"nieszczęścia chodzą parami"
w sumie, cała prawda ;)
mówią, że koniec czegoś to początek czegoś nowego
czy ja wiem..
_____________________________________________
jakoś mi się wiedzie
jak to w życiu, raz dobrze, raz źle
staram się wykorzystywać wolny czas w 100%
ostatnimi czasy całe weekendy nie ma mnie w domu
staram się żyć na całego
wakacje za kilkanaście dni
wyczekiwane przez wszystkich
a na mnie znów czeka Anglia, praca.. jednak dodaje mi to w jakiś sposób "skrzydeł" :)

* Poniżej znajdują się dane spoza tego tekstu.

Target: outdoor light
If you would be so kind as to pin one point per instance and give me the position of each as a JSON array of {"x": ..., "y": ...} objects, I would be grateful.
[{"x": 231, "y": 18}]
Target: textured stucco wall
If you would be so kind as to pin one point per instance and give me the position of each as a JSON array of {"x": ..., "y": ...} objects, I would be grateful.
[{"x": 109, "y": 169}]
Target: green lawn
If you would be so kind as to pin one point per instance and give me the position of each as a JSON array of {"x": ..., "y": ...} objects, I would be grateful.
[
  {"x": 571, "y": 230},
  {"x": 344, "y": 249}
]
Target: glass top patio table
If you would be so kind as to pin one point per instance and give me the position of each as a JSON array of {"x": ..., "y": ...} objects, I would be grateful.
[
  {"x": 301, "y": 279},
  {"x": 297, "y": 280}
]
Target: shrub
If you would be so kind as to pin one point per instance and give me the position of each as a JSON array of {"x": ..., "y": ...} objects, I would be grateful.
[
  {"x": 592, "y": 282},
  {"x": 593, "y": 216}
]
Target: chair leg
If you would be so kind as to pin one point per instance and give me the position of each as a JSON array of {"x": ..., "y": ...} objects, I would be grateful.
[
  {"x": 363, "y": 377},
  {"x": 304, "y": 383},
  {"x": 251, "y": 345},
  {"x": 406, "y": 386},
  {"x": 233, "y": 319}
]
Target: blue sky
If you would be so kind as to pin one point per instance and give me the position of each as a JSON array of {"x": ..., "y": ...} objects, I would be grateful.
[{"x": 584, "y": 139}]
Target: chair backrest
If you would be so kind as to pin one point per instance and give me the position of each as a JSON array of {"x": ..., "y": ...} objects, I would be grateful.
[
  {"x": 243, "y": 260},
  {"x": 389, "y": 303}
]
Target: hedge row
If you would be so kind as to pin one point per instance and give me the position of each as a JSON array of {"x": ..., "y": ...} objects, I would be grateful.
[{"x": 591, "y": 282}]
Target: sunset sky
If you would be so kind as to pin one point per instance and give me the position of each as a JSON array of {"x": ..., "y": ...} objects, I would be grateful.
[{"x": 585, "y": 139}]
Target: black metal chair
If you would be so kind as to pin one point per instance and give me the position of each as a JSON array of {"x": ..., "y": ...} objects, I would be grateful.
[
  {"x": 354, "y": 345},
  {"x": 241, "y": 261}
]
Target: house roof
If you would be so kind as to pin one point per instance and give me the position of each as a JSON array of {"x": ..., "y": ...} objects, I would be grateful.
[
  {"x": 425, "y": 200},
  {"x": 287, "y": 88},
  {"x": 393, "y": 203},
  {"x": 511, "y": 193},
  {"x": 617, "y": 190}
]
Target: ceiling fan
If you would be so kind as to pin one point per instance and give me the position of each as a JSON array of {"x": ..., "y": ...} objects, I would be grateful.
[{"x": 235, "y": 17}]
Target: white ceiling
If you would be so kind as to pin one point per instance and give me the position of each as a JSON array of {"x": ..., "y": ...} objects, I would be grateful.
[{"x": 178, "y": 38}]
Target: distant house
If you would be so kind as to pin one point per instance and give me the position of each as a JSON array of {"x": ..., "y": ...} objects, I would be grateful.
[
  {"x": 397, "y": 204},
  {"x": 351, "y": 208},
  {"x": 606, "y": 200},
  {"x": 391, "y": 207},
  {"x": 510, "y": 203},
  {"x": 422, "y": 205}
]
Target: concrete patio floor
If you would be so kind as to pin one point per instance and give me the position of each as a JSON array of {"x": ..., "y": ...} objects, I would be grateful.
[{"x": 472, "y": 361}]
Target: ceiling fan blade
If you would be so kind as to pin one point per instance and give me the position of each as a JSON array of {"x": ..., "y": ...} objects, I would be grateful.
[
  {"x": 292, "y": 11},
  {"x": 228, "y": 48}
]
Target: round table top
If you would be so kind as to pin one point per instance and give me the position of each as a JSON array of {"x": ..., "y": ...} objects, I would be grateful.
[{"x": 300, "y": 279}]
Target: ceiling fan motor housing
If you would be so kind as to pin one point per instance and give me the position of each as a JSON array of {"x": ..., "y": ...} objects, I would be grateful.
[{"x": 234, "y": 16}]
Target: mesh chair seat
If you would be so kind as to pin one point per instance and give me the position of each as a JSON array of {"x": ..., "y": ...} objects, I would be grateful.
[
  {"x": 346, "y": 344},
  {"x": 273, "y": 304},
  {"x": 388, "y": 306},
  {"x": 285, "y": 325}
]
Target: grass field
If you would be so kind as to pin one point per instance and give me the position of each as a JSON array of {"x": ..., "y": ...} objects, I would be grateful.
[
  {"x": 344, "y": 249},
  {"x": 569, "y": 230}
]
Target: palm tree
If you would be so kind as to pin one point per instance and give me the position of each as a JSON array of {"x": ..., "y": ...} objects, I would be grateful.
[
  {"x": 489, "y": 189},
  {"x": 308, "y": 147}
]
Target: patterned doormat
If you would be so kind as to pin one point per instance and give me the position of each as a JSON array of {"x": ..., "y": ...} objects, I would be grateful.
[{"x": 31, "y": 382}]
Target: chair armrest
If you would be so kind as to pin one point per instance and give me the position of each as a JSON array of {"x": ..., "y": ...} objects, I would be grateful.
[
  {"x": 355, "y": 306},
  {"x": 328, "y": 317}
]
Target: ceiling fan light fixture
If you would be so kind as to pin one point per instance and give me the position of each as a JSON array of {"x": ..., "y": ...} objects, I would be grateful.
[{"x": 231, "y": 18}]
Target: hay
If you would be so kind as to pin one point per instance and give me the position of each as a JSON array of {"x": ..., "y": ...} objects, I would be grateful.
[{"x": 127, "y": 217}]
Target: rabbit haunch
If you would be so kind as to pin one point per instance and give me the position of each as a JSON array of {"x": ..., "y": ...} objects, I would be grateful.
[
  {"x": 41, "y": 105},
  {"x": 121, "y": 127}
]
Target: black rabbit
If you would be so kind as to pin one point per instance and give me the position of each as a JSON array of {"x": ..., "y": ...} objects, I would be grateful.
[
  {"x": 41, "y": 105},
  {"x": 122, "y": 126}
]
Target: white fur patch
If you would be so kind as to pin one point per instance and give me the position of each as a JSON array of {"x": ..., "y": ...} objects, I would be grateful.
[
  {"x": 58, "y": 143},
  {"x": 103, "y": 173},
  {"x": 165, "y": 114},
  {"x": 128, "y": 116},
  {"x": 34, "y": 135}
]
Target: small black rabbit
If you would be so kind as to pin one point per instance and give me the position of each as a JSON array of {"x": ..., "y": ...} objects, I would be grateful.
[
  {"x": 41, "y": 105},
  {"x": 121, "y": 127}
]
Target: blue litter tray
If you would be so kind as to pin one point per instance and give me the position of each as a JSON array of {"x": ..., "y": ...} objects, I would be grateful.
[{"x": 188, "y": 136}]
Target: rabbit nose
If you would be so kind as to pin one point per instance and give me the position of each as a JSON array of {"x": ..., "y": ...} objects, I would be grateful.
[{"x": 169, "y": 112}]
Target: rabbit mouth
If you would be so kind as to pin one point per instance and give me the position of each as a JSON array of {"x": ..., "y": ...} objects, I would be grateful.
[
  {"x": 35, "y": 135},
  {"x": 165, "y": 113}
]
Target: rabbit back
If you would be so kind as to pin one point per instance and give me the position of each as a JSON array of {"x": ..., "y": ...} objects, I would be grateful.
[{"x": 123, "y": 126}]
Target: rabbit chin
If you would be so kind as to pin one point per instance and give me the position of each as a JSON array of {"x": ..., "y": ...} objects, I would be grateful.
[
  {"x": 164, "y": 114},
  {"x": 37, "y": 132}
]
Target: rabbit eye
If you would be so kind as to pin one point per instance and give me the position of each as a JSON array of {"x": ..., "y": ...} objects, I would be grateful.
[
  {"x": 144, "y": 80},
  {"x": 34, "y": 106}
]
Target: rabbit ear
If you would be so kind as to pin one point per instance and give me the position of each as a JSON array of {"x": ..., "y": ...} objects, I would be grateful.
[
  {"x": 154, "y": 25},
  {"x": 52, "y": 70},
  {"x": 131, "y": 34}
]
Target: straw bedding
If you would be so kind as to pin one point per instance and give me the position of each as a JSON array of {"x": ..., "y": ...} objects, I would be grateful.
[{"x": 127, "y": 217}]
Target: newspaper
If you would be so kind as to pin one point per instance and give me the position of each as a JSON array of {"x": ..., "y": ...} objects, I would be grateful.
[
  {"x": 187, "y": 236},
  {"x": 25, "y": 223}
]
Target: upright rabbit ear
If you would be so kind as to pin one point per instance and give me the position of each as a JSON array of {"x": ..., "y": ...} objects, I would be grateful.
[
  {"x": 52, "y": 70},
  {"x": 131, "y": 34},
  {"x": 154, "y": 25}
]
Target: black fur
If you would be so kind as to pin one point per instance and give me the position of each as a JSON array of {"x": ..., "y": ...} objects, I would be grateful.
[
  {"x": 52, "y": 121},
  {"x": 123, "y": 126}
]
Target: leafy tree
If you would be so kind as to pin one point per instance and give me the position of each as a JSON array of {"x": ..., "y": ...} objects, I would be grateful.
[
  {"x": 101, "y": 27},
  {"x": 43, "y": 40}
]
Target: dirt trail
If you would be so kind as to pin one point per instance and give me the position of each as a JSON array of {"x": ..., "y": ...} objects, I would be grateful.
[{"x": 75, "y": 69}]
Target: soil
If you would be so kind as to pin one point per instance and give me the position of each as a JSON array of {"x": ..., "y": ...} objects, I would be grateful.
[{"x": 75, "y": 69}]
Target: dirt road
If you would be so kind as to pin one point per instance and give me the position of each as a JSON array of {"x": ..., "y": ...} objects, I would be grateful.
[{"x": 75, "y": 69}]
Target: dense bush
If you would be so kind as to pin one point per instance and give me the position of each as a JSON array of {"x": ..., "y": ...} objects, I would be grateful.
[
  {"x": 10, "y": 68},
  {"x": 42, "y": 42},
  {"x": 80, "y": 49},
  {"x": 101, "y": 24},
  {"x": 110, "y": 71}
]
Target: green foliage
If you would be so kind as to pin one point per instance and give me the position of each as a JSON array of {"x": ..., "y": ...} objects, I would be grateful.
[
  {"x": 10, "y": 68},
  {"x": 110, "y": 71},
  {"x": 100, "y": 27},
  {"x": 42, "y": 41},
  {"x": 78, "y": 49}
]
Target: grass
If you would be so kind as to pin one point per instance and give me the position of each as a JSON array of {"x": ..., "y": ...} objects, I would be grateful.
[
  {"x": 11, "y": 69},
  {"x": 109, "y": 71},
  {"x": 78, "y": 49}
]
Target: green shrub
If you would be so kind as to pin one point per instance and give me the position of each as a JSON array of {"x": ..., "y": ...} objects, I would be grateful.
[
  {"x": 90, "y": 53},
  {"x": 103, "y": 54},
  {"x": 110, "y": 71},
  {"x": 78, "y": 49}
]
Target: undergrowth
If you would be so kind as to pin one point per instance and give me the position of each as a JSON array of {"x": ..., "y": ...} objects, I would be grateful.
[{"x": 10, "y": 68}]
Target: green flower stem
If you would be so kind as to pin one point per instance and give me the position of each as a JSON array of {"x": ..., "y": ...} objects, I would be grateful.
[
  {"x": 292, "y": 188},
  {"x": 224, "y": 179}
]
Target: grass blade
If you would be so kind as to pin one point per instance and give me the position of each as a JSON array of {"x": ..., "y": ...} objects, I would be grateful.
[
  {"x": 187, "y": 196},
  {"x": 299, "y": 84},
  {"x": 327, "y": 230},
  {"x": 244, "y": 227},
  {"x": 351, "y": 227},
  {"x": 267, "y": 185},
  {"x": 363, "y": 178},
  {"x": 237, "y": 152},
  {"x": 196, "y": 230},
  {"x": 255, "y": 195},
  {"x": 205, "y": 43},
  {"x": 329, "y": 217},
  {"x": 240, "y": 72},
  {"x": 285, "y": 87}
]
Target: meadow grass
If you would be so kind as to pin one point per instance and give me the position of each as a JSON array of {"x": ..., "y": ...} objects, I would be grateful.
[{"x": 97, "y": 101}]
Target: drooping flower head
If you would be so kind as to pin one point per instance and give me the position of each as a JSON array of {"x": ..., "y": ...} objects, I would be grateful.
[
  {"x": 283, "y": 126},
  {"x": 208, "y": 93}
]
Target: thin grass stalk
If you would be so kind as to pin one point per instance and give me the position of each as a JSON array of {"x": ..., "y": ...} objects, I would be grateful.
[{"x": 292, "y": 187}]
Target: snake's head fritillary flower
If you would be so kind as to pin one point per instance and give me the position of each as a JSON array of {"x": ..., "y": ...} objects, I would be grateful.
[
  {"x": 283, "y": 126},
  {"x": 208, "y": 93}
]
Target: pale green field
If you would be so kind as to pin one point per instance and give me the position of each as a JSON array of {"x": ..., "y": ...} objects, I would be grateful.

będąc tam, zapominam o wszystkich problemach, nieszczęściach..
pochłaniam się na całego pracą, klimatem, tamtejszym szybkim, bezspośrednim życiem
mój tamtejszy drugi "dom" ma jednak jakąś moc
za każdym razem mój pobyt tam potrafi zmienić się o 360 stopni
powrót do Polski zmieniał moje życie.. mój sposób postrzegania świata..
nie będę wnikać w szczegóły
jendak teraz tego obawiam się najbardziej..
ponieważ nie chcę tego powtarzać, przeżywać kolejny raz..
"jeśli dzwoni do ciebie przeszłość, nie odbieraj. z pewnością nie ma nic ciekawego do powiedzenia"
jednak ja jestem niekonsekwentna..
brak silnej woli.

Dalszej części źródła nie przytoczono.